World Premiere (mild spoilers)


The last paragraph will contain mild spoilers; this is a film you don't want to know anything about before going in so I still recommend skipping it. But I offer it as a jumping point into understanding this film, as I'm sure many will be upset and wonder about that.

I attended the world premiere of Upstream Color at Sundance 2013 along with a Q&A from writer, director, actor etc. Shane Currath. I am a big fan of Primer and I also appreciate esoteric/enigmatic and visual works. Upstream Color definitely can be described with those words. I think Primer is complex and intelligent/intellectual yet can be enjoyed by a broad audience. Upstream Color is easy to understand on a literal, plot level but the themes and allegory are a little harder to understand (I don't claim to fully understand it yet). Needless to say, it's not one that the majority of movie-goers will appreciate.

Aesthetically, it is a beautiful film full of poetic-imagery. It is very visual not unlike the work of Terrence Malick. Our protagonists are exceptionally acted, especially Amy Seimetz as Kris, she is captivating as is the film itself. I'm not going to talk about the plot but keep in mind that it is an allegory. I can't say whether or not I 'enjoyed' this film, but while watching it, it had my fullest attention and it has consumed my thoughts since trying to make sense of it. I wonder if it could have been more effective if it had been clearer. To the movies credit, the last third has no dialogue but none is needed, the film has established an emotional and visual language that the audience fully understands and embraces. This film could be genius; it could just be a lot of pomp with a compelling façade. The film had some real moments of emotional resonance yet at the end I felt hollow and unsatisfied. I probably will revisit this film to understand it and my response better.

The Q&A was interesting, Shane Currath didn't inspire confidence that he had a singular vision and intent for this film (from his answers it sounded like he had some loose ideas and put it on screen). The film prominently features Walden, I thought it may tie in thematically but he stated that when he read Walden it seemed like something you would make someone read as torture – and in the film, it is used loosely as such. It may be ironic or purposeful that this film may be a Walden-esque torture as well for some in its transcendental/opaque nature. He also stated that this movie is about tearing people down and their having to build their own narratives. They also may not understand that there are outside forces affecting them, yet they can feel it on some level. That's probably the most-helpful advice in understanding the film.

(mild thematic and plot detail spoilers follow): Keeping those last two statements in mind, at one point 'The Thief' tries to sell drugs to individuals with a worm inside of it that hypnotizes them, let's take that both literally and figuratively as in he is a drug dealer who is trying to get people addicted to drugs which control them and make them do mindless things whilst high and financially bankrupt them.
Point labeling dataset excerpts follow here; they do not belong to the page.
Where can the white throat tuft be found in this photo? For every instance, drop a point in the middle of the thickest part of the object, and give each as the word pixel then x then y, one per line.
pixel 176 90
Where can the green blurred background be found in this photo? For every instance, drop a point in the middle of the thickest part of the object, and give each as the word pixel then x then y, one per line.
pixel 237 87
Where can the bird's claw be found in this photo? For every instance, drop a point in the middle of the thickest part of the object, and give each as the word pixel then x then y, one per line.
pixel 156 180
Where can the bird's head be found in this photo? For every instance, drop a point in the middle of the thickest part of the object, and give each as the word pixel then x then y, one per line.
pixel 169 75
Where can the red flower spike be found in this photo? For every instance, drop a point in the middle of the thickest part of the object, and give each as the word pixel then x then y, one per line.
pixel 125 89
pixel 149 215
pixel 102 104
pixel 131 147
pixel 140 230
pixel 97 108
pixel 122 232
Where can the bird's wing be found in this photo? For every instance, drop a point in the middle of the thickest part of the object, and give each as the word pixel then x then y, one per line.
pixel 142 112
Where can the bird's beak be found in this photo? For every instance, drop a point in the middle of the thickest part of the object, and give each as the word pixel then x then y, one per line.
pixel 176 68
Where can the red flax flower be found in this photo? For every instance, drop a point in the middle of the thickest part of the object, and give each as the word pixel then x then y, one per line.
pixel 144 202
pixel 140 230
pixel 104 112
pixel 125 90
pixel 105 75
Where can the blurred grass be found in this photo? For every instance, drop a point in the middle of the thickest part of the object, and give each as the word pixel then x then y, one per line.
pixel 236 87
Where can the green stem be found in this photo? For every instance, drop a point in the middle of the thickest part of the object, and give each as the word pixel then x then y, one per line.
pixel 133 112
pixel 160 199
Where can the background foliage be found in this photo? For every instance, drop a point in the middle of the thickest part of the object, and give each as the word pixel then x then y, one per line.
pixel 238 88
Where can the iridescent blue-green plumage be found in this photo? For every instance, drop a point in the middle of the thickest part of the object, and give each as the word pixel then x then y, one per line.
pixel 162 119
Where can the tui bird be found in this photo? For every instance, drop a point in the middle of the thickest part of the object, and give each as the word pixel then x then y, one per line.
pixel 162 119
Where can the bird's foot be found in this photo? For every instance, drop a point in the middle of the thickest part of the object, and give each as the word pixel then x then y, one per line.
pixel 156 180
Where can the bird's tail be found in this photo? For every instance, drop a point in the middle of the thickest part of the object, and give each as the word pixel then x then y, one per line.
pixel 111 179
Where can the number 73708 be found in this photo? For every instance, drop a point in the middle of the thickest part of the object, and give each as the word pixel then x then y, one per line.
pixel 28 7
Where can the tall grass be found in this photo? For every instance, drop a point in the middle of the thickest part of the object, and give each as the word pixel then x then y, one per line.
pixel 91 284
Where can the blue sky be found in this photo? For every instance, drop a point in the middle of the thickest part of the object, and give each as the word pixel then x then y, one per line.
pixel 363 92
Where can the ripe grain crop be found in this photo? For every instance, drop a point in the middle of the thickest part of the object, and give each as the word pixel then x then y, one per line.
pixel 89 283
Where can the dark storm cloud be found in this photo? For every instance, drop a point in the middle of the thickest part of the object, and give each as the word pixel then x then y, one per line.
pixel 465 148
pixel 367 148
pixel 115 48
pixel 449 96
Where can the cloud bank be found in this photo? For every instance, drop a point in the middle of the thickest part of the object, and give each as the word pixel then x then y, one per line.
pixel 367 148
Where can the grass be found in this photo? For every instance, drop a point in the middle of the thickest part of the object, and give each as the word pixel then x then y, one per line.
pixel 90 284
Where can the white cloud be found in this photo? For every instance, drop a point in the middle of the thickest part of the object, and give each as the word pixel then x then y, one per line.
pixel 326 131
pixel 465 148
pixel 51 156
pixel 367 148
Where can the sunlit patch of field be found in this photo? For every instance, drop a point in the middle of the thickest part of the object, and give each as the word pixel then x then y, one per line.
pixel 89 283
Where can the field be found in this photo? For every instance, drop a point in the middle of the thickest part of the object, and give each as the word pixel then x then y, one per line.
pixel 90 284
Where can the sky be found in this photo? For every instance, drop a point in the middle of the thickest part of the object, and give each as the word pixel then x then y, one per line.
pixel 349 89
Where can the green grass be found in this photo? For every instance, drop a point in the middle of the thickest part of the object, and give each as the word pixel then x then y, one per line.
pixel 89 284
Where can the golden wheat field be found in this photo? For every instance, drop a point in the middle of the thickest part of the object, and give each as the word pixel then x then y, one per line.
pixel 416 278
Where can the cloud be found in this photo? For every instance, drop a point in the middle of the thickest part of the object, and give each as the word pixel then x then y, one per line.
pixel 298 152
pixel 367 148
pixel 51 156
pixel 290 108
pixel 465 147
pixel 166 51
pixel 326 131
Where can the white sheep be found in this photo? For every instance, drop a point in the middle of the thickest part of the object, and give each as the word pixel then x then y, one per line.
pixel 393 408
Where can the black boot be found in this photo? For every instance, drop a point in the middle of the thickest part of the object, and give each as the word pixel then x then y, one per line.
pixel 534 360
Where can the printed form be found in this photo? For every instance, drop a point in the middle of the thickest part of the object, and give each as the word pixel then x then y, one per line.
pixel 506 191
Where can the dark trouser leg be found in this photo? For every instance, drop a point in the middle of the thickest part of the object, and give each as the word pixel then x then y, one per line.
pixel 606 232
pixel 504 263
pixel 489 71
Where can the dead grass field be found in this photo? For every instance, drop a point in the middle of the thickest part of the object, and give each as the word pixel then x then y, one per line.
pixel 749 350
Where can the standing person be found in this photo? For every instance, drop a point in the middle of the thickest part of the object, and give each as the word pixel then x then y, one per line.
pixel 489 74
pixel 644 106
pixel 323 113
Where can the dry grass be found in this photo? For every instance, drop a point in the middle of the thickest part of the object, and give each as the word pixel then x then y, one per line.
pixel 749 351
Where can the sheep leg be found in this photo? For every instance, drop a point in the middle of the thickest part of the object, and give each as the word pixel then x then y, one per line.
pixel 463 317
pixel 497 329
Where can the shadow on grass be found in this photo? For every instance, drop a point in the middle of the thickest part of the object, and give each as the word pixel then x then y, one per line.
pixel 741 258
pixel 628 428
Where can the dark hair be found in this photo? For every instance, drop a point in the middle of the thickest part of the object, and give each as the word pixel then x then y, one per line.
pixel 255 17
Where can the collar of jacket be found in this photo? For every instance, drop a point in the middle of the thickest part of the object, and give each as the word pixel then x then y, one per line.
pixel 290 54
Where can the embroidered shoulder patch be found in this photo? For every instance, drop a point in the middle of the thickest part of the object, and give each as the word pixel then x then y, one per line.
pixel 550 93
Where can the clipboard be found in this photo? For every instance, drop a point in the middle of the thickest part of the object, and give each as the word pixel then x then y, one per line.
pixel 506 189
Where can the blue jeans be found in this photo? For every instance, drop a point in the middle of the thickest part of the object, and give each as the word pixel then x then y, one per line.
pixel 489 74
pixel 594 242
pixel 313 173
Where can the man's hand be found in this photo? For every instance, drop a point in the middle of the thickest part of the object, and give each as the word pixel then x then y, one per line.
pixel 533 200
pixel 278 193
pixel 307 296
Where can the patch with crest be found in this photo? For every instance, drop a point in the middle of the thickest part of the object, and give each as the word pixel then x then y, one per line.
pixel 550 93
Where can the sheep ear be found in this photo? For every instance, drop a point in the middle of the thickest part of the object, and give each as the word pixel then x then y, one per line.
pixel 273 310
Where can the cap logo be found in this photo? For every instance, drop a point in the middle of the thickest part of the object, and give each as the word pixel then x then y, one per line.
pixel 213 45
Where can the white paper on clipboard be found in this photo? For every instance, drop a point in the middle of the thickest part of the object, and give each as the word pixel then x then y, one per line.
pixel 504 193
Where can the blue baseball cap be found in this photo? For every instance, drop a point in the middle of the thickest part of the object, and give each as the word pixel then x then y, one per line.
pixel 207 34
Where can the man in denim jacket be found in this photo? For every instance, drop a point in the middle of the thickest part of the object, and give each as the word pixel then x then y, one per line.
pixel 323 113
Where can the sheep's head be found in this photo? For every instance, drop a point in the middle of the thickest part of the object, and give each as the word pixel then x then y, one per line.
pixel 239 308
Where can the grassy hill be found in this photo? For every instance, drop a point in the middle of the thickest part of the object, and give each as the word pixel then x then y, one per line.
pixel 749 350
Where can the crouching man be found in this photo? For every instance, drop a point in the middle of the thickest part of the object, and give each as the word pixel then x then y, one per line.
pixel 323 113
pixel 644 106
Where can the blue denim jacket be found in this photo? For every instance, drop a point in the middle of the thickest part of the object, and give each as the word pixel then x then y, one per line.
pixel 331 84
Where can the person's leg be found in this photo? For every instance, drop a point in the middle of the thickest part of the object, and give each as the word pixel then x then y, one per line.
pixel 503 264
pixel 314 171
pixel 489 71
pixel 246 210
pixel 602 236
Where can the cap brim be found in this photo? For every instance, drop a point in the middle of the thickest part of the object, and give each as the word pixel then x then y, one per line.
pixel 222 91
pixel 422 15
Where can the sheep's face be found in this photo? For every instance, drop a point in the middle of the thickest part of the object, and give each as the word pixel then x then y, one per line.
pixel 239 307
The worm can be viewed as the addiction itself. These people then hit rock-bottom and once they recover they aren't the same people anymore. There were external forces working on them that they weren't/aren't aware of but now they have to build a personal narrative of how to deal with the consequences of their addiction. The part I haven't figured out yet is The Sampler and the pigs but I'm sure the answer is there somewhere, hopefully the previous interpretation I gave is somewhat accurate and helpful.